第58回「趣味は機織」《天》
評価について
本選句欄は、以下のような評価をとっています。
「並選」…推敲することで「人」以上になる可能性がある句。
「ハシ坊」…ハシ坊くんと一緒に学ぶ。
特に「ハシ坊」の欄では、一句一句にアドバイスを付けております。それらのアドバイスは、初心者から中級者以上まで様々なレベルにわたります。自分の句の評価のみに一喜一憂せず、「ハシ坊」に取り上げられた他者の句の中にこそ、様々な学びがあることを心に留めてください。ここを丁寧に読むことで、学びが十倍になります。
「並選」については、ご自身の力で最後の推敲をしてください。どこかに「人」にランクアップできない理由があります。それを自分の力で見つけ出し、どうすればよいかを考える。それが最も重要な学びです。
安易に添削を求めるだけでは、地力は身につきません。己の頭で考える習慣をつけること。そのためにも「ハシ坊」に掲載される句を我が事として、真摯に読んでいただければと願います。

天
第58回
織り上げて窓に糸瓜の花灯る
三尺 玉子
今回の兼題写真に対して、どんな布をどんな人がどんなふうに織っているのか。布の種類や色、目的等を書くことで、なんとか独自性と真実味を獲得しようと苦心した句が多く寄せられました。
この句を「天」に推したいと考えたのは、兼題写真を発想のジャンピングボードとしつつ、そこには写っていない季語との出会いを見事に描写している点です。

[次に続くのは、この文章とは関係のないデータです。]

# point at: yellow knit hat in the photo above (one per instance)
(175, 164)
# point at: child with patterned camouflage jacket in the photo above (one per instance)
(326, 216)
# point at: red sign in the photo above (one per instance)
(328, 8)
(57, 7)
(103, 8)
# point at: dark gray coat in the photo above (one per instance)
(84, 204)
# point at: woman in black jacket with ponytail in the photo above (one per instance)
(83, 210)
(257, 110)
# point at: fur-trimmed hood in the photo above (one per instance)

まず、上五「織り上げて」で、機織り機とそこに掛けられている完成した織物、仕上げた人物等が一気に立ち上がってきます。上五を「織り上げぬ」のような完了の意味ではなく、「織り上げて」(=複合動詞「織り上ぐ」の連用形「織り上げ」+助詞「て」)の形にすることで、織り上げてからのささやかな時間経過も伝わります。何気ない上五のように見えますが、経済効率の良い表現なのです。
更にこの句は、上五「~て」から「窓に」と展開します。窓の外に糸瓜棚があり、小さな黄色い花が咲いている。ここまでの映像の作り方がとてもなめらかな。自然な視線の誘導によって、「糸瓜の花」に焦点を当てていきます。
そして、一句の眼目となるのが「灯る」の一語。糸瓜の花の色合いや花の付き具合等、いかにも「灯る」という風情です。
写真から俳句を作るのは苦手という声も時々届きますが、それは、ふだんからの季語との出会いの数と精度が低いからではないかと推測します。掲出句のように、兼題写真の向こうに季語が見えてくる。季語との出会いを体内に豊富に抱えることが、新鮮で豊かな作品を結球させる力となっていきます。